National Guard troops stationed at the Capitol famously have had to nap on the building’s marble floors, but that’s not the worst thing about their working conditions. The food is.
Here’s a picture of today’s “breakfast” as passed along to me.
Some of the troops didn’t get this filling breakfast of an apple (at least it looks like a good apple!) and a gross chocolate chocolate-chip muffin in a brown bag until after 10 a.m.
Here’s another meal, supposed to get a soldier through the day until dinner.
That’s a pair of Pop-Tarts, an apple, a granola bar, and a Capri Sun. As one source put it, “Are we asking adults to guard the Capitol, or are we sending 10-year-old kids to camp for the morning?”
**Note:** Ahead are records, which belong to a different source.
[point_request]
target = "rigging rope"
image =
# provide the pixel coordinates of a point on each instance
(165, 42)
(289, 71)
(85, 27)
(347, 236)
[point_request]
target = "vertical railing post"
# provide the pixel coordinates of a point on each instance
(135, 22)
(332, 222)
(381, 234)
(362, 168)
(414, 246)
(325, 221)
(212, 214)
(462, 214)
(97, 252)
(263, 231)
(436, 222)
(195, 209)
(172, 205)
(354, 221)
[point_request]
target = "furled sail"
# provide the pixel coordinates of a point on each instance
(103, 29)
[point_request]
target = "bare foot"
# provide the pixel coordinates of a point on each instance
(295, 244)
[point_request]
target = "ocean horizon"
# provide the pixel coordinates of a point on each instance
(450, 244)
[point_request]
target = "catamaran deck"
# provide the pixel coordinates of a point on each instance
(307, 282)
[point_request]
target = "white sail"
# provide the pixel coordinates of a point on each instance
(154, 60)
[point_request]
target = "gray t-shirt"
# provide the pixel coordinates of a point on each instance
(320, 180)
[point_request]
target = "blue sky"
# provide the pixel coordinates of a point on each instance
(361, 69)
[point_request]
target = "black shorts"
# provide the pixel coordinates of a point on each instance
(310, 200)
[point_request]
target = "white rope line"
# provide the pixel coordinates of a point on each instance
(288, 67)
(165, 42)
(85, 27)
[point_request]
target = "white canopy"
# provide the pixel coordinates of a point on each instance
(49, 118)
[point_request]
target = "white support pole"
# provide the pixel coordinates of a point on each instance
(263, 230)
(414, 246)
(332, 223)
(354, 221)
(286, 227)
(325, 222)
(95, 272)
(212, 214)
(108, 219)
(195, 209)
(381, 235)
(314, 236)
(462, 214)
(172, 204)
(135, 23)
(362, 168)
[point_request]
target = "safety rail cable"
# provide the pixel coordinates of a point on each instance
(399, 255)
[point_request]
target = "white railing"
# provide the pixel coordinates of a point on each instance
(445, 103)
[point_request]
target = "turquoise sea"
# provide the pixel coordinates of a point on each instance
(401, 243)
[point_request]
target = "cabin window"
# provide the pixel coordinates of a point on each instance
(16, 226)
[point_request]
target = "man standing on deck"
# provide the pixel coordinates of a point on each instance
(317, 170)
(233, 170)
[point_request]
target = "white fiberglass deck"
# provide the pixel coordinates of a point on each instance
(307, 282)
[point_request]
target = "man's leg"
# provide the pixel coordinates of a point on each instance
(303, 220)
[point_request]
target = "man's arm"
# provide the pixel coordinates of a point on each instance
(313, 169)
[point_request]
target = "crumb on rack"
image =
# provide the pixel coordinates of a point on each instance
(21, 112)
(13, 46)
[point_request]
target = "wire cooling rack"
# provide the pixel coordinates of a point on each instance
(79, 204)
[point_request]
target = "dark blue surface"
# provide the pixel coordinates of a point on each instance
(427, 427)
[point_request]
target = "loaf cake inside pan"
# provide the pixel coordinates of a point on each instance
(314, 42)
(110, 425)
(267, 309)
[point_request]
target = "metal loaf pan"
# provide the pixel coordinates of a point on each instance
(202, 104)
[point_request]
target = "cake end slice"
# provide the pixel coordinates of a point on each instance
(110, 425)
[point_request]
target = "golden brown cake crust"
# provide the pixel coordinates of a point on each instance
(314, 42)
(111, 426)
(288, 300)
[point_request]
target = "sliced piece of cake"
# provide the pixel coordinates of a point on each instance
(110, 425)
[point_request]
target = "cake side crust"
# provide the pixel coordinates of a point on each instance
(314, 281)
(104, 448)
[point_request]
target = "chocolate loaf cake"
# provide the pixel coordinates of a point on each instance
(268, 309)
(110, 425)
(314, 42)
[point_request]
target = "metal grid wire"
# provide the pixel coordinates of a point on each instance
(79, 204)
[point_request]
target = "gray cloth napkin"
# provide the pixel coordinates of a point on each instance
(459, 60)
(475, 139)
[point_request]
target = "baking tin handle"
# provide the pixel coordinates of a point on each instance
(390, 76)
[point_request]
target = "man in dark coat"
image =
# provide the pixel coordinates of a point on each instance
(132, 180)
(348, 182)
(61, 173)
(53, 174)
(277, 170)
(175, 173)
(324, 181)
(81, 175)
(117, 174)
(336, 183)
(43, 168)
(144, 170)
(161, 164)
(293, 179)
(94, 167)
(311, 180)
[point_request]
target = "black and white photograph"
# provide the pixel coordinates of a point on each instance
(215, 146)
Dinner arrived, and here it was: A miniature sub from Jersey Mike’s and a bag of chips. (To be fair, sea salt and vinegar is the best flavor.)
Last night’s dinner was mystery meat and mostly corn. At least it was hot barbecue, right? Sorry, by the time it was arrived, the troops say, it was ice cold.
This is not only cruel, it’s also dumb. “Good food is the easiest motivator for soldiers that chains of command can take care of,” one former National Guard officer told me.
The troops down at the Capitol say the bad meals didn’t start on Day One. In early January, according to Maryland National Guard troops, the meals were fine. Shortly before the inauguration, though, things changed, and the cold, child-sized meals started arriving.
“Soldiers and Airmen have to go out on their own in the D.C. area and buy their own meals if nothing is donated,” one National Guard spouse reported, “mainly because the food delivered and provided by the National Guard is cold or not even worth eating. The breakfast and lunch portions look more like a snack for a toddler than a meal for an adult.”
The Guard has a duty to feed the troops decent food, and the units at the Capitol aren’t exactly cut off from supply lines. As one former officer put it, “You’re telling me that in Washington, D.C., during COVID that there’s a restaurant in town that wouldn’t do backflips to feed these troops?”
“The National Guard has failed every service member on the ground with their failure to provide adequate nutrition or check on what is being provided,” the spouse wrote me. “They are away from their homes, their families and their jobs, working long hours in the cold during a pandemic. The very least that should be done is to provide them with three adult-sized hot meals a day.”
The National Guard Bureau said it is not feeding the troops, but the D.C. National Guard is. “They are responsible for the feed and care of all the units,” at the Capitol, according to an NGB spokeswoman. As of press time, I hadn’t heard back from the D.C. National Guard.